Etiket arşivi: Mütevekkil

Korona’ya Karşı Mütevekkilane Bakış

Tevekkül ile ilgili bazı Âyet-i Kerîmelerin meâlleri ise şöyledir;

«Onlar ki, (bir kısım) insanlar kendilerine: “Şübhesiz insanlar (düşmanlarınız), gerçekten size karşı toplandılar; işte onlardan korkun!” dediler de (bu) onların îmanlarını artırdı ve: “Allah bize yeter! Ve (O) ne güzel Vekîldir!” dediler.» (Hayrat Neşriyat Meâli, Kur’ân-ı Kerîm, Al-i İmran Sûresi, 173. Âyet-i Kerîme)

“Göklerde olanlar da, yerde bulunanlar da Allah’ındır. Artık vekîl olarak Allah yeter!” (Hayrat Neşriyat Meâli, Kur’ân-ı Kerîm, Nisa Sûresi, 132. Âyet-i Kerîme)

 “(Onlar) sadece Rablerine tevekkül ederek sabredenlerdir.“ (Diyanet Vakfı Meâli, Nahl Sûresi, 42. Âyet-i Kerîme)

 “Öyle ise Allah’a tevekkül et. Çünkü sen apaçık bir hak üzere bulunuyorsun.” (Diyanet İşleri Meâli Yeni, Neml Sûresi , 79. Âyet-i Kerîme)

Hakikî tevekkül etmek nedir ve nasıl olur peki?

Hakikî tevekkül, sebepler dairesinde tedbirini aldıktan sonra Allah’a tevekkül etmektir. Çünkü, tedbir alındığı halde tersi olabilir. Demek ki tevekkül lüzumsuz değil, gerekli bir iman kıvılcımının yansımasıdır. Mesela, sabah namazını kaçırmamak için saat kurmak akıllıca bir tedbirdir.

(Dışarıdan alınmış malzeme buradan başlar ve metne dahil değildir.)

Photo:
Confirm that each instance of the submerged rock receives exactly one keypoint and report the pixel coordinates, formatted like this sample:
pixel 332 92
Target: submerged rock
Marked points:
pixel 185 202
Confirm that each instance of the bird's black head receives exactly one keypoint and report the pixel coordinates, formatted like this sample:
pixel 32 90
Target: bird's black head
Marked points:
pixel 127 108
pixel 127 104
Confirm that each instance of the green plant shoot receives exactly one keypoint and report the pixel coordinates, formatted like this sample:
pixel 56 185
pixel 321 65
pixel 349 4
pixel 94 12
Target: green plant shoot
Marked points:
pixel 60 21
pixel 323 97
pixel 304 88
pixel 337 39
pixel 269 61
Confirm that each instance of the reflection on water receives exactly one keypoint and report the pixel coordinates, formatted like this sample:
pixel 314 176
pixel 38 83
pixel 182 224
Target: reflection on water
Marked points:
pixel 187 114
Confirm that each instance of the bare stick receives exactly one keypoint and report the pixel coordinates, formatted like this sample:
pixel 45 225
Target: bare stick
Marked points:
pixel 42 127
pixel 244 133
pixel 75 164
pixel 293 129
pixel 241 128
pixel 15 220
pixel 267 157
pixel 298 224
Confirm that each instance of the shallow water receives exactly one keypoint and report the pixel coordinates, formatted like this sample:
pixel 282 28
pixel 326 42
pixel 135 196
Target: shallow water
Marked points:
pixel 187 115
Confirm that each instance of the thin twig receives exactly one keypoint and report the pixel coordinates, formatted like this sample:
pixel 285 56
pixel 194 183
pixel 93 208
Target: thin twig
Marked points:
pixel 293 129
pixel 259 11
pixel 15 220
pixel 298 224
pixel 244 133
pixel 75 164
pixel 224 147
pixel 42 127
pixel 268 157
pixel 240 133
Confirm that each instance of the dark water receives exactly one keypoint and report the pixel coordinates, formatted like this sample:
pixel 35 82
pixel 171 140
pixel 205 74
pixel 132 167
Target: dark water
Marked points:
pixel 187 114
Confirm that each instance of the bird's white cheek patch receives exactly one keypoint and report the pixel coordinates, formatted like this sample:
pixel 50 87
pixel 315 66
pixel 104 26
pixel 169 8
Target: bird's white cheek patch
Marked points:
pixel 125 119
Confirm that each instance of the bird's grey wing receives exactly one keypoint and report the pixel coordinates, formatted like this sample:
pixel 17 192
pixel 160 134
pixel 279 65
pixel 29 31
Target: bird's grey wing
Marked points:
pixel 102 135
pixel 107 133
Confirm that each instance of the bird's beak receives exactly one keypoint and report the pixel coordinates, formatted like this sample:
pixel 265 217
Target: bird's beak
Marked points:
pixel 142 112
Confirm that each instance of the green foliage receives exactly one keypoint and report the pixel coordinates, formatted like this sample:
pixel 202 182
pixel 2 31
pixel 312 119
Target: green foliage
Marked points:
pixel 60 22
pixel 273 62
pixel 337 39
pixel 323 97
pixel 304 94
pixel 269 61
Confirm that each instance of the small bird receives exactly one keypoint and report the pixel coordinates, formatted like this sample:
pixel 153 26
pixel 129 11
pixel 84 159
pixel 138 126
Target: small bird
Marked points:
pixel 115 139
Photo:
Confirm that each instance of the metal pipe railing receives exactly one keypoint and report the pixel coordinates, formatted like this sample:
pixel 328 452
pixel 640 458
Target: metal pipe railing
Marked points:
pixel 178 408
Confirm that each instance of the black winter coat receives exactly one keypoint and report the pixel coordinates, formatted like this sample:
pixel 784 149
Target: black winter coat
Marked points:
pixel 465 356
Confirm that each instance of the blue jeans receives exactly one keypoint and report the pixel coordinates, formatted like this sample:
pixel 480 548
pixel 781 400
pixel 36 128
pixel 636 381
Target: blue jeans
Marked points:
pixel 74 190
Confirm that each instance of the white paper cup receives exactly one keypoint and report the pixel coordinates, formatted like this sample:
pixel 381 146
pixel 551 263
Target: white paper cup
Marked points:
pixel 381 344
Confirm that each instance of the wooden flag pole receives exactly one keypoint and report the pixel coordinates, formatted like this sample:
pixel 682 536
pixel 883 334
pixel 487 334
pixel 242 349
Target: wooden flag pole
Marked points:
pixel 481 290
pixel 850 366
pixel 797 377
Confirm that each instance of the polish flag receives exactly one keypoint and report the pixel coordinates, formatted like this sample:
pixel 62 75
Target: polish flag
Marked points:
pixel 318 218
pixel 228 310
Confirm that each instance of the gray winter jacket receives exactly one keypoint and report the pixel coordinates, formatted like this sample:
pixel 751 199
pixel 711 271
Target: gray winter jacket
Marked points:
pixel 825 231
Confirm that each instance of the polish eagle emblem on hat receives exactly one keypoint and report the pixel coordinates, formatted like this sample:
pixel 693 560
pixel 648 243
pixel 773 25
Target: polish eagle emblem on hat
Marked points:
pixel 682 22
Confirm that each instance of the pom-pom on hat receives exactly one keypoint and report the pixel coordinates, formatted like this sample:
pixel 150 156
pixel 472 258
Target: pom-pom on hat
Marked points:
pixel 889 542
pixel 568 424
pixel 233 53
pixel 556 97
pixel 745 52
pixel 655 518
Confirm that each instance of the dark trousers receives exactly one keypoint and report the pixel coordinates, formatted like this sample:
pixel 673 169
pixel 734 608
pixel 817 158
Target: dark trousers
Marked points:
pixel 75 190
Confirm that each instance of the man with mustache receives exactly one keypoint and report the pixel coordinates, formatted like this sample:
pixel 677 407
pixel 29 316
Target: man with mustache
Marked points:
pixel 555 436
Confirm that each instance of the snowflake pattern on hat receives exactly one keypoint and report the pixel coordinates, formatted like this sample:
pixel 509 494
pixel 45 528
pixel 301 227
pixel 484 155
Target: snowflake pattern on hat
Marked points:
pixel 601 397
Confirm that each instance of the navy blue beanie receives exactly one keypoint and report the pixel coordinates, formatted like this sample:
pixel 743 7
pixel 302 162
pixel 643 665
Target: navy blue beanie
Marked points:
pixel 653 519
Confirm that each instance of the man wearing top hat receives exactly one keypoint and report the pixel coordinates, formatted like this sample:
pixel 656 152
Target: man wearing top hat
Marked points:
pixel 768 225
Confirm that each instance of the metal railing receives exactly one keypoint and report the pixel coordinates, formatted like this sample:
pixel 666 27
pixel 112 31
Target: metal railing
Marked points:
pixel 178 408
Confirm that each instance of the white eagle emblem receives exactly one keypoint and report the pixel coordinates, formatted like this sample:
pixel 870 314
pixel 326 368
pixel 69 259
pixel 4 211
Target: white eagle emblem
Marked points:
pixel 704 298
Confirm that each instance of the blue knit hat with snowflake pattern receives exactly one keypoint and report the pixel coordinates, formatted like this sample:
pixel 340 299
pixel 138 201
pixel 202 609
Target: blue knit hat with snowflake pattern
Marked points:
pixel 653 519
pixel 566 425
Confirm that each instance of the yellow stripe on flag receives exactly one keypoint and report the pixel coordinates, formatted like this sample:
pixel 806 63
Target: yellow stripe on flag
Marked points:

İnsanın kendine yüklenen bütün görevleri yaptıktan sonra işin sonucunu Allah`a bırakması, O`nun yaratacağı neticeyi güven ve rıza ile karşılayıp, insanlardan bir beklenti içerisinde olmaması. Kısaca Allah`a güvenip, akibetinden endişe etmemesi. “Tevekkül”, “vekalet” kökünden türemiş bir kelimedir. Aynı kökten olan “vekîl” kişinin kendi işini gördürmek üzere yetki verdiği insandır. Avukat da vekildir. “Müvekkil” vekil edinen, “tevkil” ise vekil kılma, vekil edinme demektir. Aynı kökten olan “ittikâl” biraz da tembellik içeren ve boşa gidebilecek bir güvenme ve dayanmayı anlatır. Tevekkülde kelimenin “kalıbı” gereği bir zorlama vardır. Bu da herhangi bir konuda aklı ve bedeni gücünü, yani metod ve eylem fonksiyonunu kullanmayı, dayanılıp itimat edilecek yere bunun sonucunda dayanmayı ifade eder. “Bir kere azmettin mi artık Allah`a tevekkül et” (bkz. Al-i İmran, 159) âyeti buna açıkça işaret eder.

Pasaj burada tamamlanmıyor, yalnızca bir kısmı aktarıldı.